Acute abdominal pain is a familiar chief complaint. Could this be the result of harmless indigestion, or something more severe? Here’s some key findings to help you identify acute pancreatitis.
Patient History
- Alcohol abuse (Most common in males)
- Gallstones (Most common in females)
Symptoms
- Constant epigastric pain, which radiates to the back
- Nausea & Vomiting
- Fever is likely
Exam Findings
- Abdominal Tenderness
- Guarding of the abdomen
- Cullen’s Sign (periumbilical ecchymosis)

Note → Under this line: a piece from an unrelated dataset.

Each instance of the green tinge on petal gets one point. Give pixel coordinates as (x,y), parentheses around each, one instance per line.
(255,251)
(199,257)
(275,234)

- Grey-Turner’s Sign (flank ecchymosis)
- Jaundice
- Shock
Patients with acute pancreatitis may develop Acute Respiratory Distress Syndrome (ARDS). This is important to keep in mind if a patient in acute respiratory distress, who has no history of such, begins to tell you about abdominal pain.
Grey-Turner’s sign and Cullen’s sign are very rare, but possible exam findings. Remember that these two findings are indicative of retroperitoneal hemorrhage, so keep you differential pool open.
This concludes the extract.